CAMDEN, N.J. (AP) -- Campbell Soup Co. said its net income fell by 7 percent in the latest quarter, as the world's biggest soup maker incurred costs for the closure of a plant in Mexico and other restructuring measures.
On an adjusted basis, however, the company posted a profit and revenue growth in its fiscal second quarter that were better than Wall Street analysts expected.
Campbell, based in Camden, N.J., has struggled in recent years amid tough competition and declining consumption of canned soups. It's been working to revitalize its main business with new flavors and packaging designed to appeal to younger people. For example, instead of the company's iconic cans, the newest soups come in plastic pouches that can be torn open and microwaved.
Sales in the company's U.S. soup division rose 1 percent, while sales of sauces such as Prego pasta sauce were unchanged. Together, that division's sales rose 1 percent to $833 million. The company's ready-to-serve soup sales grew 8 percent, helped by Campbell's Chunky canned soups and new products. But the microwavable soups declined.

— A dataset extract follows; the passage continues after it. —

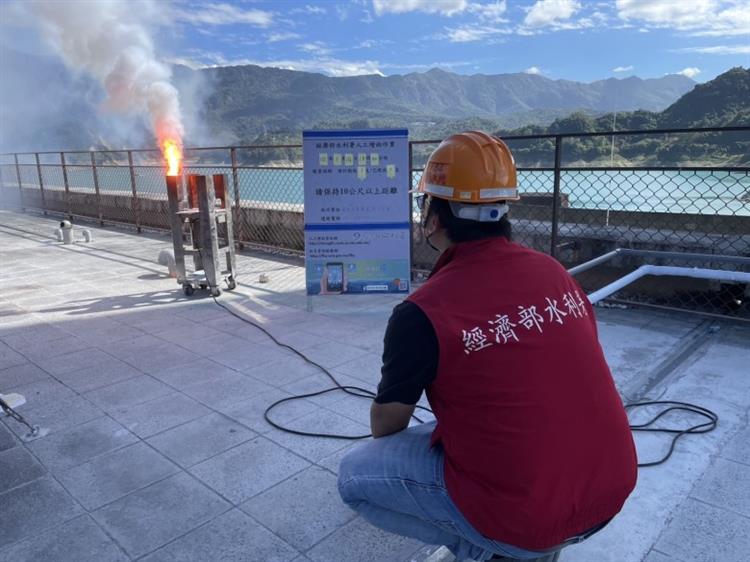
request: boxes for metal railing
[1,126,748,319]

Sales in the company's global snacks division, which includes Pepperidge Farm cookies, rose 7 percent to $561 million.
The acquisition of Bolthouse Farms added $195 million in sales.

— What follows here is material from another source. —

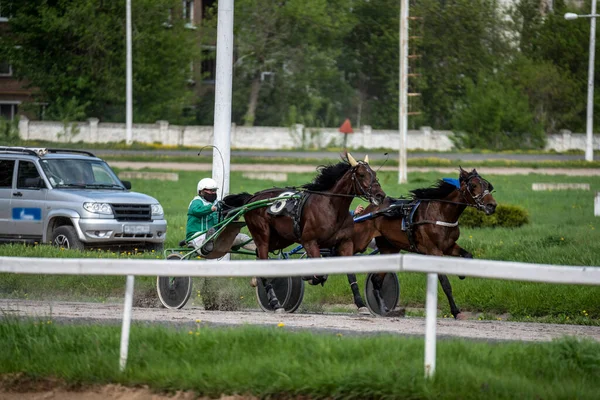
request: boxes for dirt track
[3,299,600,342]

Campbell's backed its previous forecast for the full fiscal year ending in July, which is in line with analysts' current predictions.
For the quarter ended Jan. 27, Campbell Soup's earnings came to $190 million, or 60 cents per share, down from $205 million, or 64 cents per share, in the same quarter last year. Excluding costs of shutting down the Mexico plant and laying off its 260 workers, as well as ongoing restructuring in the U.S., profit came to 70 cents per share.
Revenue rose 10 percent to $2.33 billion, with a big boost coming from its August acquisition of premium juice maker Bolthouse Farms.
Analysts on average predicted a profit of 66 cents per share on $2.32 billion in revenue, according to FactSet.
Shares of Campbell rose 53 cents to $39.25 in morning trading.